With an Irish Accent

To my family and friends who keep asking:

         No. When I return to the U.S. in August, I can promise that I will not have an accent. My apologies in advance. What I cannot promise, however, is that you won’t notice a few… changes.

Ted’s running joke this year has been that I couldn’t go more than a day without wearing a piece of Mizzou-branded clothing. Guilty as charged. As a proud alum and life-long Missourian, you know I approach everything I do with a bit (o.k. a lot) of Missouri pride. There are few things I love more than talking about the Show-Me state, and living in Ireland, I’ve gotten to do that quite a bit because no one has ever heard of it. When I return, though, you may notice I am equally keen to talk about Ireland and Dublin.

It’s not just Mizzou gear you’ll see me wearing anymore

Oh ya, I guess I say keen now. And grand instead of great, although sometimes it might be class instead.  You might hear me describe “your man” as “sound.” I just mean someone ye know is a good person. Fair play to you if you have to ask, “what?” sometimes, but I promise most changes are really quite small.

I’m sure you’ll ask if I’m glad to be back. Of course. I cannot wait to get back to good peanut butter; Kansas City BBQ; the wide-open spaces of the Midwest; a car I can drive; and my family and friends I have missed seeing and sharing life with this past year. But there are many things I’ll long to return to in Ireland. The fizz of a Lucozade zero, especially when paired with a chicken and stuffing sandwich in a Tesco Meal Deal; decent public transit; the community of a vibrant, international capital; the laid-back pace of life.

I’ll especially miss living in a country that isn’t all-consumed by divisive partisan politics. Sure, there are issues with politics in Ireland, find me a democracy where there isn’t, but Ireland has found ways to create cross-party cooperation on several major policy issues—notably climate change. I will give you fair warning, living in Ireland as Britain has attempted to negotiate Brexit has made the politics and history of Ireland, Northern Ireland and the Troubles my new obsession. I will talk to you about it. There is no maybe. These seemingly regional issues on an island a continent away hold important lessons for us in the US and hold potential implications for the entire world.

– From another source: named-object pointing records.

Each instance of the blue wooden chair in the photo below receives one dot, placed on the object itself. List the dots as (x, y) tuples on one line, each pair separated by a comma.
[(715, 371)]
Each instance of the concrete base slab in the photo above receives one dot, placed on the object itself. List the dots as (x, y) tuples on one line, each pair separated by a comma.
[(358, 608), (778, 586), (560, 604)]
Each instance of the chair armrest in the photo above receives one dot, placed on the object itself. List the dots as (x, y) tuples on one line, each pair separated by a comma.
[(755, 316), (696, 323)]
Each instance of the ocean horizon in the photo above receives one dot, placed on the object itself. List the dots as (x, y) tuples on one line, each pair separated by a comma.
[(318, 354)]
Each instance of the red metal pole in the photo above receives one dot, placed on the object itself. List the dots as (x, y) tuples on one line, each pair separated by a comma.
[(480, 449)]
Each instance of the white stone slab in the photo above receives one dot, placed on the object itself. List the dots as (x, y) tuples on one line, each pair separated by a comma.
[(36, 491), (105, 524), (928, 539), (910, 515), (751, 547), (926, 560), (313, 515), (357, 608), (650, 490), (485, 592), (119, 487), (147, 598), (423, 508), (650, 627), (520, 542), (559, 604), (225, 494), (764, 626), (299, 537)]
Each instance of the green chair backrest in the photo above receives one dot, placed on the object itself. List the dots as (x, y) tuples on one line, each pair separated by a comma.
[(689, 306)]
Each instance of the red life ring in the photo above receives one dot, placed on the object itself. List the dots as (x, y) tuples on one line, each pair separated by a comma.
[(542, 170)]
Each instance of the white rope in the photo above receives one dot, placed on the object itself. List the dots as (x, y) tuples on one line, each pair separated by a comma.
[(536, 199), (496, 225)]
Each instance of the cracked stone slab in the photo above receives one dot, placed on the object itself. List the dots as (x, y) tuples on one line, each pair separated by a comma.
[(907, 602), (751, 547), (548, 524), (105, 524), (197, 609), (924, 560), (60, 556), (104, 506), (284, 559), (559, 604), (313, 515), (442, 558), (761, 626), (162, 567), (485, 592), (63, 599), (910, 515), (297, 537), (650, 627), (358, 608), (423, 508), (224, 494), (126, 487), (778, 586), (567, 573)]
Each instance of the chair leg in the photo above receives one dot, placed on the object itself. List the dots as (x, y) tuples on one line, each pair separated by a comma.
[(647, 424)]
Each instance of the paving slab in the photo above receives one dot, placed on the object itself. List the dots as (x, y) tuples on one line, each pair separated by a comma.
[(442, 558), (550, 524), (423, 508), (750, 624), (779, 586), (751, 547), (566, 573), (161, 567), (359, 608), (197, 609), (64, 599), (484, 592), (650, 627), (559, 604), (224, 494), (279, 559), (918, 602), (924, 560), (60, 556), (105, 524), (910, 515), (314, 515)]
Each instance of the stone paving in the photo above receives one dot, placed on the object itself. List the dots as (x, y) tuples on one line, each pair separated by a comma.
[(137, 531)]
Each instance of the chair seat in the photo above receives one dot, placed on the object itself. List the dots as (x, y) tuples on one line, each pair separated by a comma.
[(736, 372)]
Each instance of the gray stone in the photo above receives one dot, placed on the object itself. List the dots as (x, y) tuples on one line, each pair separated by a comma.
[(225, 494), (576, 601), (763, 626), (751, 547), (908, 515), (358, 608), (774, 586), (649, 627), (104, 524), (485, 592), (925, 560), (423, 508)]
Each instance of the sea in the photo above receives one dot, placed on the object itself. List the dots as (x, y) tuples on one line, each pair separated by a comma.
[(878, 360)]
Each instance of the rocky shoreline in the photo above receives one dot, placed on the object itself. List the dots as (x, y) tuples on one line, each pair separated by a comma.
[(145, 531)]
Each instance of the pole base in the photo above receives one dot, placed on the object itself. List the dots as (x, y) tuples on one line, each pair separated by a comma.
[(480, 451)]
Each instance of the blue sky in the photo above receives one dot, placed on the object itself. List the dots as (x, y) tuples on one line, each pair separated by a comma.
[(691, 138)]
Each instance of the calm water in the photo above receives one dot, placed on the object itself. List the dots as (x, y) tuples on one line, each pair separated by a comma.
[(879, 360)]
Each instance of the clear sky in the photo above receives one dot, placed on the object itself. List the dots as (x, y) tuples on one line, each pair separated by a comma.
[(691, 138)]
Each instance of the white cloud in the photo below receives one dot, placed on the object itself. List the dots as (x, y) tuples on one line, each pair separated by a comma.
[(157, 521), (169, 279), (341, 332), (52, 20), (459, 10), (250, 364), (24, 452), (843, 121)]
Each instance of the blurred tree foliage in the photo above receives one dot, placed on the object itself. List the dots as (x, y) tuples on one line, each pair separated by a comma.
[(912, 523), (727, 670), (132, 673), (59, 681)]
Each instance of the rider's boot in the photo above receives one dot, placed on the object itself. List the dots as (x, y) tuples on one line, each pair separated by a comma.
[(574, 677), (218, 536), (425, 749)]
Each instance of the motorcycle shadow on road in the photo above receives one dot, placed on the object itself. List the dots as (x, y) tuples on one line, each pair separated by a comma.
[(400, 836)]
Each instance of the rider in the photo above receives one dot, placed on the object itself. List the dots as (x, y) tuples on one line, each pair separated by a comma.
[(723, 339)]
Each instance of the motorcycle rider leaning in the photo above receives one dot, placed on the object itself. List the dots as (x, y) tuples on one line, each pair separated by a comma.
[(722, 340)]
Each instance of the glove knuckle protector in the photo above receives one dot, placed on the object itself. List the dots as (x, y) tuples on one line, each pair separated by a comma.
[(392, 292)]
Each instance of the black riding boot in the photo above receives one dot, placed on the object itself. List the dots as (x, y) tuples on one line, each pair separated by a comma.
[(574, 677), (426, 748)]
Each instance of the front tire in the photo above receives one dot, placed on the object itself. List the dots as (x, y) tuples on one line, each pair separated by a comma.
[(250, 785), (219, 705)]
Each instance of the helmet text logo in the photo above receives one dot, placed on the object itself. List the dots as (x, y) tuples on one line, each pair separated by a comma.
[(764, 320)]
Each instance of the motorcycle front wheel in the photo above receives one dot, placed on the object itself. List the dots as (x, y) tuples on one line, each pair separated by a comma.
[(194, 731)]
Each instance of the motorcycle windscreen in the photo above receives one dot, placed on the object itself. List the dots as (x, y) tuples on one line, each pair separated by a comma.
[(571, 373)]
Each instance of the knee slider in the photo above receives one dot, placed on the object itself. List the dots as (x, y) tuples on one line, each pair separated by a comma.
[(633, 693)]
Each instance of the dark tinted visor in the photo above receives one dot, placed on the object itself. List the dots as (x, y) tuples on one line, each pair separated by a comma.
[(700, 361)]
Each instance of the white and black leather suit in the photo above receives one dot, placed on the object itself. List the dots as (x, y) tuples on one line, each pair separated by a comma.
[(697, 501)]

You’ve probably seen some headlines about Northern Ireland recently–let’s talk about the complexities underpinning the news

I promise a year abroad has not dampened my love for Mizzou sports, even if the Tigers normally played hours after I had gone to bed. You may, however, catch me occasionally talking about how the Dubs are looking in hurling and football. Yes, the first is a real sport (one I might actually take up when I move to Madison), and the second is not the football you’re thinking of… or even “European” football. I might make you watch some matches; I promise you’ll love them too. I also play Gaelic handball now. I’m not great, but if you ask, I’d love to teach you.

Up the Dubs!

Some of this may fade, in time.  But I think some changes are permanent. All this is to say, Dublin, and Ireland, has become a second home for me.

To borrow from a slightly misquoted yet appropriately sentimental James Joyce:

When I die, Dublin will be written on my heart.

You won’t hear me talk with an Irish accent when I get back, but you may notice I now live my life with one.